Things aren't so great inside Mount Carmel, either. One member takes a drink, and another calls the FBI after an image of her child - separated from his brothers due to a custody conflict between their fathers - drives her near mad. In retaliation for their insubordination - both in his eyes and God's - Koresh banishes these members from the Branch. David Thibodeau (Rory Culkin) tries to comfort David's youngest wife Michele (Julia Ganrer) - whom Thibodeau was married to in a mock ceremony to cover up Koresh's statutory rape offense - by throwing a private birthday party for their daughter. Yet this further threatens Koresh, who lets Thibodeau know that while he may be playing a part in this little charade, that woman and her child are still his, forever and ever amen. Everything's falling apart, and nobody trusts even their closest friends and family.
One of the most fascinating things about Waco is the fact that we, as an audience, understand that almost everybody in this building - save for Thibodeau (whose memoir is the second source for the series’ scripts) and a few others - is going to die at the end. So, watching them scramble to find any way out of this harrowing situation when we recognize its inescapable fate adds a layer of tragedy to every conversation. No matter how hard Prince may assure Noesner that the Psych Ops tactics he enables Rogers to use (which include Guantanamo Bay levels of sensory deprivation) will end in the same calm resolution the negotiator seeks, we know for a fact that's just not fucking true. Every move the FBI veteran's superiors make now contain sinister undertones, as we're not so sure they didn't enjoy that rogue tank suddenly running wild and destroying structures on the Davidians’ property, much to Koresh's annoyance. Were they always operating in good faith? And - on the other hand - was Koresh really just a peaceful Jesus Freak, or a controlling, possibly dangerous, manipulator?

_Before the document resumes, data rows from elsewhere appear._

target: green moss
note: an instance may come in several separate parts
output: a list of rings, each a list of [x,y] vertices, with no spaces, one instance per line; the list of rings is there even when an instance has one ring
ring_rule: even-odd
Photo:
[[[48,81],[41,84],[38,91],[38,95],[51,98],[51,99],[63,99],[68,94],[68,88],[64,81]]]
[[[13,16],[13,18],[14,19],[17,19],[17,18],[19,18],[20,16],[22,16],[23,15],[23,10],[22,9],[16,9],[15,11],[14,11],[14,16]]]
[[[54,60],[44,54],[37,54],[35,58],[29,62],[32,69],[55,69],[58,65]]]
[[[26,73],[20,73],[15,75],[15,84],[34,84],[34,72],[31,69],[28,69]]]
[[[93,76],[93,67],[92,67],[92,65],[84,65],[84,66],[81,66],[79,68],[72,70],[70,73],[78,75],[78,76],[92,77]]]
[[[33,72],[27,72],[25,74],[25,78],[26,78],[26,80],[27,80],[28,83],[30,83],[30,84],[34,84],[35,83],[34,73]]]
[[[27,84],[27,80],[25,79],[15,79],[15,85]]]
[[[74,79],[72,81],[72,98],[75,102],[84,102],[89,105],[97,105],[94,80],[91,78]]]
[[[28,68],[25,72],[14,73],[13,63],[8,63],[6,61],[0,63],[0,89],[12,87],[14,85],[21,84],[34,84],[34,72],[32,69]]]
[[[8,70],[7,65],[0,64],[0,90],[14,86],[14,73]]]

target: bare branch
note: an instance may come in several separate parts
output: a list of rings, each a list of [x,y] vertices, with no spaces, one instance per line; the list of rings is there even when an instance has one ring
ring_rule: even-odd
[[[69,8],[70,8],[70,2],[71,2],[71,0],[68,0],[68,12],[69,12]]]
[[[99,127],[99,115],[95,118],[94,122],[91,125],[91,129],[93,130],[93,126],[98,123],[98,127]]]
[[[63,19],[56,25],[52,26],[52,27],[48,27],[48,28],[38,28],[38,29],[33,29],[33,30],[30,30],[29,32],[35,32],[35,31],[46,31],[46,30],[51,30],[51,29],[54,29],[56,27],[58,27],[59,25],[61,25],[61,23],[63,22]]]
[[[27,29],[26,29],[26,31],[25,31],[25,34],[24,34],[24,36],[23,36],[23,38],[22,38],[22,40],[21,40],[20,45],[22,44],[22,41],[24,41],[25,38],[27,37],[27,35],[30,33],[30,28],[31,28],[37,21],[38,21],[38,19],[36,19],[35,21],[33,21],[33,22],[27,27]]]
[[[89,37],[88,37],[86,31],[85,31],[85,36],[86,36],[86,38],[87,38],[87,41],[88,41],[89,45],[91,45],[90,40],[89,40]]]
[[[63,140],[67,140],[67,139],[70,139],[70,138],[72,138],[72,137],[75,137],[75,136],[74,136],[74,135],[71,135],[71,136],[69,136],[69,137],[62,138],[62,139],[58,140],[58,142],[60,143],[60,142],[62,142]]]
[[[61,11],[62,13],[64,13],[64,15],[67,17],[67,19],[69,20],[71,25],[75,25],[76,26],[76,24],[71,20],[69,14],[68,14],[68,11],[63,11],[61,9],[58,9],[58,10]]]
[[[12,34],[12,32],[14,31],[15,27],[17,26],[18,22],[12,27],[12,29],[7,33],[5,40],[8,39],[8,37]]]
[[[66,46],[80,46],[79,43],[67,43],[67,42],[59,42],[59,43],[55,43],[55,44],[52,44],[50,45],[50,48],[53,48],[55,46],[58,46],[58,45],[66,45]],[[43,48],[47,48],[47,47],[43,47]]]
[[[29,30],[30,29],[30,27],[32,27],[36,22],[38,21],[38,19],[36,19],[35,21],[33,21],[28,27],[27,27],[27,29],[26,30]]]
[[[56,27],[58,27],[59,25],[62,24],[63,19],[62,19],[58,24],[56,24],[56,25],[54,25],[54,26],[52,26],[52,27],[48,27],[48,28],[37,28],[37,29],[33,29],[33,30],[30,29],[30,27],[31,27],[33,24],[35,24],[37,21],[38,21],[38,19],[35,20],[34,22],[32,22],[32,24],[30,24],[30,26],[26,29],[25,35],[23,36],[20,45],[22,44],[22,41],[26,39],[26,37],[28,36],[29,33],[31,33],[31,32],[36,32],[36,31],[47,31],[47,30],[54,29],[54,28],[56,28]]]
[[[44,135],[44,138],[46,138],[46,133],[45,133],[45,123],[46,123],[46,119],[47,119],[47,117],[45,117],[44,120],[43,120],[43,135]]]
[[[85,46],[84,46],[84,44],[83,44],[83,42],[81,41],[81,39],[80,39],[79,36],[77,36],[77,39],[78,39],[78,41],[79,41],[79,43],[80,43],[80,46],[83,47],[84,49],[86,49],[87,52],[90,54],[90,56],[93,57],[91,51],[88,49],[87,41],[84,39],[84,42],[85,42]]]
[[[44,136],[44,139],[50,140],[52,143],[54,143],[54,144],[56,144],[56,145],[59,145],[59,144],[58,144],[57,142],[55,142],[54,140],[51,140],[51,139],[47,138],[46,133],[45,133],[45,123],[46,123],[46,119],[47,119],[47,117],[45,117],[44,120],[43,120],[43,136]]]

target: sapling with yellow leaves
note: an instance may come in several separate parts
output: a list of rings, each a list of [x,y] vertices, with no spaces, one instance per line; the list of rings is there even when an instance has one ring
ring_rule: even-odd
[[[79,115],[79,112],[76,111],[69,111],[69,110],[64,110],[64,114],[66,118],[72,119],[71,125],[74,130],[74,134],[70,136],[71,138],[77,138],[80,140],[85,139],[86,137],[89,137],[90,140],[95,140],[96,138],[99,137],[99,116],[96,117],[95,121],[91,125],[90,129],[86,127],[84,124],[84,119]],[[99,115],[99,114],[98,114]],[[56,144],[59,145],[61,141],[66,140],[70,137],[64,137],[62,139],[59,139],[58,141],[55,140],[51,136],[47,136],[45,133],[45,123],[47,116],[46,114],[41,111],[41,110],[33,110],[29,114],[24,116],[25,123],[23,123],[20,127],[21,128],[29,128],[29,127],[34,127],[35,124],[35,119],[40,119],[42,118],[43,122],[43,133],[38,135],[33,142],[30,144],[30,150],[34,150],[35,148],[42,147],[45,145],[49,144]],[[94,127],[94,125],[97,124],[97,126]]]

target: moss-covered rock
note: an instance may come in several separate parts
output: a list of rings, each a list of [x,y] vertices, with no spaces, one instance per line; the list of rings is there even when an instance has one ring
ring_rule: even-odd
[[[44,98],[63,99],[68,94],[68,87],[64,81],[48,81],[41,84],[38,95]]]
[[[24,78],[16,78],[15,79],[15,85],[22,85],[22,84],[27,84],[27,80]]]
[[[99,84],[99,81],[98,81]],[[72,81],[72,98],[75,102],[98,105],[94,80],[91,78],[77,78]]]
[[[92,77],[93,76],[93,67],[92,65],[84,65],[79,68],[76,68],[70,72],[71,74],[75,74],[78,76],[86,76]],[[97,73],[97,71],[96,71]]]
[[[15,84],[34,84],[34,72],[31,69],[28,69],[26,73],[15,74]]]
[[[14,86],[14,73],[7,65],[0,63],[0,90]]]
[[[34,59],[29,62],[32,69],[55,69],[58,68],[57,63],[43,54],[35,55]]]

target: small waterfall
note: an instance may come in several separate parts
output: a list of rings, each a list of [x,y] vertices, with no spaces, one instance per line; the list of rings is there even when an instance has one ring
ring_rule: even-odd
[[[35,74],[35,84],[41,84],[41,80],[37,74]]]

After all the Lawnmower Man references in the first few episodes - which, according to showrunners Drew and John Erick Dowdle, were sourced via listening to hours of the actual negotiating tapes from the incident - Waco has proven it has a weird sense of humor, especially when it comes to integrating its period pop culture references into the series' text. This week may contain the weirdest example of such, as it ends with Koresh and his cover band - armed with battery operated guitars and amps - belting out their rendition of Tim Cappello's "I Still Believe" to a slew of Bureau onlookers down below. That's right, the sexy sax man song from The Lost Boys closes this hour, as the weird tune echoes into the night, doubling as a statement of Koresh's hope that they'll all make it out of this dilemma intact. However, we know that's never going to happen, and the next hour will bring violent death to almost all these souls silently nodding their heads along to their piper’s tune.